Requiem à la Philharmonie : Pygmalion réinvestit Mozart
Dans la suite de la production donnée au Festival d'Aix-en-Provence avec la complicité du plasticien Romeo Castellucci, l'Ensemble Pygmalion et Raphaël Pichon proposent le Requiem de Mozart, sans sa mise en espace mais en conservant les choix originaux dans le déroulement musical : la messe est morcelée et entrelacée d’autres petites pièces musicales de Mozart, dans le but de créer « avant et pendant le Requiem, d’autres conditions d’écoute, en bousculant nos habitudes et nos attentes » (expliquait Raphaël Pichon). Viennent ainsi se greffer à la partition divers morceaux rares, jalonnant la carrière du compositeur, comme le "In paradisum" (en version plain-chant monacale qui l'inspira), pour ouvrir et clore la soirée, ou encore des pièces qu'il composa, en langue allemande. L'ensemble mène le public à faire oreille neuve pour redécouvrir un discours (fort heureusement surtitré), opposant au sentiment d’apaisement l'angoisse révoltée du face-à-face avec la mort.
Sabine Devieilhe apporte aux supplications de la soprano sa voix fraîche, son chant habité et une rondeur fruitée que parachèvent des notes aiguës brillantes et souples. Outre une implication respectueuse du temps religieux, c'est la qualité intrinsèque de son phrasé qui reste à l'esprit, enrobé d'une douce solennité tout en nuance. À ses côtés, Beth Taylor est une mezzo-soprano avec plus de coffre, au son d'une expressivité viscérale qui sait néanmoins se fondre parmi les autres solistes pour ne jamais heurter l'équilibre des voix. Le timbre, capiteux, voire un peu sourd, trouve dans le "O Gottes Lamm" ("Ô innocent agneau de Dieu") ses couleurs et son caractère, révélant un instrument légèrement engorgé mais d'une homogénéité captivante. Laurence Kilsby déploie l'élégance de son ténor, un brin nasal, qui se plie bien aux exigences de la direction, apportant l'agitation du "Tuba mirum" avec un panache proportionnel à la délicatesse de ses demi-teintes dans les ensembles les plus intimes. Alex Rosen, jeune basse, possède une couleur grinçante et sombre qui sied à l'autorité de ses interventions. Si les aigus, centrés et clairs, manquent parfois d'éclat, la ligne de chant est fluide, d'une consistance de bronze se déployant avec aisance sur l'ensemble de la tessiture. Chadi Lazreq, enfin, enfant soprano intervenant à l'ouverture et la clôture de la soirée puis dans la vocalise du Solfeggio en fa majeur, offre immédiatement son assurance, pleine d'un sérieux et d'une musicalité accomplis. La voix ne tremble pas et s'élance sans peine, parée de couleurs cristallines, évitant le kitsch et offrant une fragilité au temps du recueillement.

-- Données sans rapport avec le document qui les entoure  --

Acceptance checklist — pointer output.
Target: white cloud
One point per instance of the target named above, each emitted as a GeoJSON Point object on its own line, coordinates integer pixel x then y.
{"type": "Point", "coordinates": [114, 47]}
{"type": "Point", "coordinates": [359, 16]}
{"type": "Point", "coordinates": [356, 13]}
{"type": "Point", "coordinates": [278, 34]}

La direction de Raphaël Pichon, à la tête de son Ensemble Pygmalion, déploie toute l'intensité de sa force envoûtante. Outre le sentiment d'une maîtrise et d'une vision extrêmement claire de l'œuvre, c'est la capacité de tirer le public hors des sentiers battus qui retient l'attention : jeux des couleurs dans l'orchestre et dans les chœurs, investissements et mises en avant d'accords, de notes, de mélodies pour en révéler l'urgence, l'instabilité ou, au contraire, la grande puissance d'accalmie, tout attire l'oreille vers la résolution finale, se jouant des passages les plus exposés avec une simplicité à l'image de la lisibilité du propos.
Les pupitres vocaux offrent un son d'une jeunesse et d'une puissance appréciables dans les moments acméiques comme dans les subtilités des accords finaux et décomposés. La ligne de chant est souple, modulable, et d'une grande malléabilité selon la demande du chef. De même, l'orchestre reste engagé jusqu'au bout, proposant des couleurs sachant s'émanciper des a priori esthétiques associés à l'œuvre pour produire des ambiances innovantes, voire déroutante par la rapidité des tempi. Les larmes du Lacrimosa glissent sur les cordes avec une sobriété d'une dureté pleine de désespoir, le Kyrie renoue dans la vélocité avec un sentiment de panique, l'Hostias est empli d'angoisse lorsqu'il est question de la descendance d'Abraham et de son incertaine rédemption. Ces choix assument une lecture frontale, intrépide, poussant les acteurs du drame religieux jusqu'aux paroxysmes.
Le public salue cette interprétation d'une acclamation enthousiasmée lorsque Raphaël Pichon, les couleurs de son visage traduisant l'intensité de l'effort comme après un marathon, se tourne vers lui, ému.